If your puppy comes to you and bites your hands, he often wants to challenge you to play. This may be because he is bored. It is important that you do not push your dog away or speak to him. He has achieved what he came for, which is attention! At that moment it is best to ignore your pup and walk out of the room. Close the door or use the stair gate again for a time-out. Then play with your pup if he is quiet. If this behaviour occurs more often, think about whether you spend enough time on your pup and whether your pup has enough (challenging) alternatives to play with.

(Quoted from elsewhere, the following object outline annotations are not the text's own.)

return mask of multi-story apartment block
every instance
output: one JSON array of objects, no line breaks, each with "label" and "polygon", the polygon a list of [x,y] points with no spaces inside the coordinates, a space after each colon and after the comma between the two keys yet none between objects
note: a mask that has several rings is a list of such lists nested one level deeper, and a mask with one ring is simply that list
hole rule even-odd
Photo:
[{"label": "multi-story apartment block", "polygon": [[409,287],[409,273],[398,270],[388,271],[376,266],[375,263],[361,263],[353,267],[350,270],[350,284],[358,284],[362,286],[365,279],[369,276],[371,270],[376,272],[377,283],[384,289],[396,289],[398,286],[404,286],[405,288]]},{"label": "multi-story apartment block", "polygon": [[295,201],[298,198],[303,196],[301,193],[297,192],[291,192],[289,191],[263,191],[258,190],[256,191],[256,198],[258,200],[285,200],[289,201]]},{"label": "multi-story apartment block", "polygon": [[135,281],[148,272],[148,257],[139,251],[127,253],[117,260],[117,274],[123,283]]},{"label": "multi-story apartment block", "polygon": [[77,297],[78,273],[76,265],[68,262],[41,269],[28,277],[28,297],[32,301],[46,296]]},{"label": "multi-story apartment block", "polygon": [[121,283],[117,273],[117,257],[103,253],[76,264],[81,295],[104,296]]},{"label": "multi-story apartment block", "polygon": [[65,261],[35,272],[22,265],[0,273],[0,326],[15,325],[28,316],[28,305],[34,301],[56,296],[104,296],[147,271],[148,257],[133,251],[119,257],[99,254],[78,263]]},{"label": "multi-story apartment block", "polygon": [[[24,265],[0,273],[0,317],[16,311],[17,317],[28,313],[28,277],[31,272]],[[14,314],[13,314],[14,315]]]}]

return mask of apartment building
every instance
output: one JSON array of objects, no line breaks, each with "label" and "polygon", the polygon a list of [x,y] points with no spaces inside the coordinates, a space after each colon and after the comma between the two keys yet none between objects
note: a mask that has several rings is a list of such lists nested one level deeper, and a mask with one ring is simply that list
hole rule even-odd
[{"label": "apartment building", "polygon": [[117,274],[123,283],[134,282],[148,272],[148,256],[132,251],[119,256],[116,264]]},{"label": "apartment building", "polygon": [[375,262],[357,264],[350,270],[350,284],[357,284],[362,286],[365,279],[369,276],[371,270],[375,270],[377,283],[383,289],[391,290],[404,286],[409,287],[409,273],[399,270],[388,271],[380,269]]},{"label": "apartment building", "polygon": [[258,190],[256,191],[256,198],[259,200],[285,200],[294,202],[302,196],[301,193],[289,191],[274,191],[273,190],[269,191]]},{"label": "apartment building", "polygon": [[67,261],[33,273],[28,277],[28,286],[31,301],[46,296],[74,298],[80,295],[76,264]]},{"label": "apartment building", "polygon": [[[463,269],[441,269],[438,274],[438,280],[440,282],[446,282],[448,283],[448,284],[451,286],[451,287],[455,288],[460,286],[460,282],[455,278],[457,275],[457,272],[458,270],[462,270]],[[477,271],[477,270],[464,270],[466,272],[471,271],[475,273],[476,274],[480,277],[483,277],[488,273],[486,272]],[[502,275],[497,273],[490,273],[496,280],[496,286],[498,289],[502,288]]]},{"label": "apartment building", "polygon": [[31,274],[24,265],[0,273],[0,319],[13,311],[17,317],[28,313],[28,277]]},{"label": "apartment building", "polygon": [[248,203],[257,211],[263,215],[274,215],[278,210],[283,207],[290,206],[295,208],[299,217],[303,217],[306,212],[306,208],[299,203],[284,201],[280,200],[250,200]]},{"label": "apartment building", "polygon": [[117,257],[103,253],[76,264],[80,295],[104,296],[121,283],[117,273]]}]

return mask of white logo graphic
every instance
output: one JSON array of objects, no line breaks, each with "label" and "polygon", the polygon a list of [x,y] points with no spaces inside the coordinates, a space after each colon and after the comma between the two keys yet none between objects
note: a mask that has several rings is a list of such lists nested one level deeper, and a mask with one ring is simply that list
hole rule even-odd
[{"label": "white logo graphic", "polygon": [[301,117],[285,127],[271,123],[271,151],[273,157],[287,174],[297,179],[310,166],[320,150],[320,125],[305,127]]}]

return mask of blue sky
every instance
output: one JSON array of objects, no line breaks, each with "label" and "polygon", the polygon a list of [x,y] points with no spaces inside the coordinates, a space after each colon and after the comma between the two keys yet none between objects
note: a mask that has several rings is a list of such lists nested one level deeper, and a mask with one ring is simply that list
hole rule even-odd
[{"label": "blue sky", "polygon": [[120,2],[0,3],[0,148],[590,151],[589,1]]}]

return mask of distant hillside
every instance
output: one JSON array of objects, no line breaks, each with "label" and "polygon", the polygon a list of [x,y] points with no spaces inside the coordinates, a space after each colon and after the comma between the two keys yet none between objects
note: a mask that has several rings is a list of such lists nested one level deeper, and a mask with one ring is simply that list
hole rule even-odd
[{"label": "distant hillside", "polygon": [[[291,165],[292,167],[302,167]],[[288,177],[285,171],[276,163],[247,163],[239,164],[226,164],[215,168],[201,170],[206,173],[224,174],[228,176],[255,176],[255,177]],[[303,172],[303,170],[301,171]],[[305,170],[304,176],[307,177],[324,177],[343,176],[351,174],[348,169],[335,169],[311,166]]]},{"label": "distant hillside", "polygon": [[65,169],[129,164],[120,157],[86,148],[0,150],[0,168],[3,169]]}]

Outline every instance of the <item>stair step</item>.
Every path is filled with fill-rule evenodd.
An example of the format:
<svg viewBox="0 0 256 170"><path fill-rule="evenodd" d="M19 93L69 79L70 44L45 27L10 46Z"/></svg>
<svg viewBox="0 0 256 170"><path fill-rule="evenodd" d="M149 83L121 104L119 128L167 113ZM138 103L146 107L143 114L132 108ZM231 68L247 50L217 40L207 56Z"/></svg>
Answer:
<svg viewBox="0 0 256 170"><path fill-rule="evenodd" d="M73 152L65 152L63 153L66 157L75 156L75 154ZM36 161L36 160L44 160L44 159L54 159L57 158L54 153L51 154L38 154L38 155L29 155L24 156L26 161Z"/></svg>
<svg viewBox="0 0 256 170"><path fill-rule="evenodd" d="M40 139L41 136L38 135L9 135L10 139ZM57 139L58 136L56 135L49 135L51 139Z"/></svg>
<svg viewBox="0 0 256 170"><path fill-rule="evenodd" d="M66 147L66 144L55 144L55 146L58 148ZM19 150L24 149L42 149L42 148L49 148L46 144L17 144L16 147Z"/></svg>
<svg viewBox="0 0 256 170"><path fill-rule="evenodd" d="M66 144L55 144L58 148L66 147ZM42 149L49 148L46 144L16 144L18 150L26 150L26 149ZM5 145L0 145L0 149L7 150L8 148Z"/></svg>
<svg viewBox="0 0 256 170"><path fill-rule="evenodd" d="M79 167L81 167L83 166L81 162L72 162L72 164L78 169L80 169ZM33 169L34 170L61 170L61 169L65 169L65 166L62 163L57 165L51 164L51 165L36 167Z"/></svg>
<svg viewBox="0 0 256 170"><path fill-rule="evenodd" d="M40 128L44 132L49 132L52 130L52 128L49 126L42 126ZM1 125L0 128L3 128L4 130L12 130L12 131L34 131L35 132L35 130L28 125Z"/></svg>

Almost all puppies have a moment that they go crazy. This can vary to running wild and playing to wanting to bite into anything and not reacting to a correction. This is usually between 4pm and 7pm when there is more activity in the house, as it's the end of the day and the whole family is home. As with small children, this can be due to fatigue and too many stimuli in one day. The day is long and not all puppies sleep enough during the day. At this moment put your puppy in his crate with a KONG Puppy or chew toy. This way you give your pup something to react on and you will often see that your pup falls asleep quickly.

What shouldn't you do?

Don't punish your puppy for biting. He is learning and this does not have to be accompanied by pain, for example by covering the puppy's nose or tapping the nose. Don't play rough games with your puppy if he hasn't learned how hard he can bite. Because of the excitement, he can bite so hard that even wounds occur. Give your pup also special care if he is calm and sweet and preferably not if he is excited. Your pup will experience differently that his excited behaviour leads to the attention of his owner. Preferably don't let children play with your puppy without supervision. They can not yet indicate well when something is too hard. In addition, let them play calmly with your pup. Wild play with wild movements provokes your puppy's hunting instincts. Biting is part of that.

Last but not least...

  • Try to remain consistent when teaching your puppy how hard he can bite.
  • Provide suitable toys as an alternative, large enough for your puppy to bite without touching your hands.
  • If your pup keeps biting objects, first distract your pup and then offer him his own toy.
  • Don't bring your puppy into stressful or wild situations where your pup is unable to control himself.